Applications include C and FORTRAN programming, Frame word processing, and
various engineering packages such as SDRC I-DEAS.

We'll have a sprinkling of other machines, including a 370/SRX and an 835,
which we'll problably run as standalone systems (on the network, but not
part of a cluster).

Questions: Is this a reasonable number of cnodes per cluster? Has anyone
experienced problems running out of process ids in a large cluster? Does
anyone have a workaround for the inability to put spooled devices, e.g.,
printers, on cnodes? Any advice?
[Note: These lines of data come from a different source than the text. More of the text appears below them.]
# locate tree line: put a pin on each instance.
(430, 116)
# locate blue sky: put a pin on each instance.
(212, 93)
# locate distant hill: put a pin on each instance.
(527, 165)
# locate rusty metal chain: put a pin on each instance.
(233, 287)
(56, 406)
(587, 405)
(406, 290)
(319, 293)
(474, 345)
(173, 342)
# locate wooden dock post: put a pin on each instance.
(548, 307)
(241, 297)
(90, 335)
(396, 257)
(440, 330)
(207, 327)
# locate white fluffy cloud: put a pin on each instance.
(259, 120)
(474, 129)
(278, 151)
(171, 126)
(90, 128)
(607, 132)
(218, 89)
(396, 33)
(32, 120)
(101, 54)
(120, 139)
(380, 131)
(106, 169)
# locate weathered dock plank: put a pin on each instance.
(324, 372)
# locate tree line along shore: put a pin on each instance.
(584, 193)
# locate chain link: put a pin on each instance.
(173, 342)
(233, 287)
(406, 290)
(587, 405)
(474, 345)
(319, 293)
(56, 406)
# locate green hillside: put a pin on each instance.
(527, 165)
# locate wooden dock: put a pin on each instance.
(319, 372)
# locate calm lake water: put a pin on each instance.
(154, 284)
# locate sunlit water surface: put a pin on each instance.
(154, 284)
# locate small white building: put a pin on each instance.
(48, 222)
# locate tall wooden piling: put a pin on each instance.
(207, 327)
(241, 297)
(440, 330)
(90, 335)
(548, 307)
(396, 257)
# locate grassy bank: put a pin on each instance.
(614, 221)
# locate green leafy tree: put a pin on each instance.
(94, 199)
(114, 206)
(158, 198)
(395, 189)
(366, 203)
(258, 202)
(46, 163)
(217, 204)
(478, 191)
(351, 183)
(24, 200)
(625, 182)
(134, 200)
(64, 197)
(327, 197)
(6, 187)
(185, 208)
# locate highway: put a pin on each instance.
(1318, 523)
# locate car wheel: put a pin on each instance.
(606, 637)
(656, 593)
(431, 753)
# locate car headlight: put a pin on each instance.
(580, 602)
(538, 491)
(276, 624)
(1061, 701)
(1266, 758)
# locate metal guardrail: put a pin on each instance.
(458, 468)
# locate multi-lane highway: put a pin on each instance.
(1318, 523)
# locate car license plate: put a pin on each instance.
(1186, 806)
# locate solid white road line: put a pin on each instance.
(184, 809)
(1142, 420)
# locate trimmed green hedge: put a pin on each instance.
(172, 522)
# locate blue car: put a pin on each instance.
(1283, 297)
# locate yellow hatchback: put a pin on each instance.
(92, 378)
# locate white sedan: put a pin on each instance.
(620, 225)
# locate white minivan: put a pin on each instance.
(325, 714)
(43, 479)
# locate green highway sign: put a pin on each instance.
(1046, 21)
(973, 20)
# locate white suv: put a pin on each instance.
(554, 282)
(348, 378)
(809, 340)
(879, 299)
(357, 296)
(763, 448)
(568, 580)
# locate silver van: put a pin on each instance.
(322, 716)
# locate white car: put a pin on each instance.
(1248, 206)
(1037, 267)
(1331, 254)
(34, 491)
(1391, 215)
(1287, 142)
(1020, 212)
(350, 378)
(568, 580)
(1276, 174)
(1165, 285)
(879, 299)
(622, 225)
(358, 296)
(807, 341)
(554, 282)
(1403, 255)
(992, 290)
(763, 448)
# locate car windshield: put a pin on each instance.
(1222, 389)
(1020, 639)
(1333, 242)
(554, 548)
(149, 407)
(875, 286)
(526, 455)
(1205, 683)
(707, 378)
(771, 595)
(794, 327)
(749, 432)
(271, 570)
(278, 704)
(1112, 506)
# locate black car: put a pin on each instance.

Horror stories?

Thanks for your help.
 - - - - - - - - - - - - - - - - - - - - - - - - - - - - - - -  O
 John Lees                     A. H. Case Center for CAE/M     OoO
 UNIX Systems Manager          236 Engineering Building        /O
                               Michigan State University       |
 lees@frith.egr.msu.edu        East Lansing, MI 48824-1226    (|)   flower
 ...!uunet!frith!lees          Phone: (517) 355-7435/6453    __|__   power

rjn@hpfcdc.HP.COM (Bob Niland) (06/23/89)

re: "We are beginning to set up a large network of HP 9000 machines..."

> The cluster servers will be 9000/360's with 12mb of memory and a fast
> and a slow SCSI interface.

What is a "slow" SCSI interface.  I'm guessing you mean the 98658A plug-in
card vs the 98265A daughter board.  The plug in has a max speed of 2.5
Mbytes/sec., vs 4.0 for the daughter.

> ...and an HP QIC drive and a printer on the HPIB interface...

HP (HP-IB) cartridge tape drives use the 3M HCD format, not QIC.

> The cnodes will mostly be 9000/340's with 8mb of memory and a 150mb HP7958B
> disk on the HPIB interface. The cnodes will all be configured for local swap.

Is a high-speed HP-IB installed?  If not, you may discover that swapping
over the net is faster than via the standard speed built-in HP-IB.  Was
there any particular reason you are not using SCSI on the 340s?

Regards,                                              Hewlett-Packard
Bob Niland                                            3404 East Harmony Road
ARPA: rjn%hpfcrjn@hplabs.HP.COM                       Fort Collins
UUCP: [hplabs|hpu*!hpfcse]!hpfcla!rjn                 CO          80525-9599

wunder@hp-ses.SDE.HP.COM (Walter Underwood) (06/24/89)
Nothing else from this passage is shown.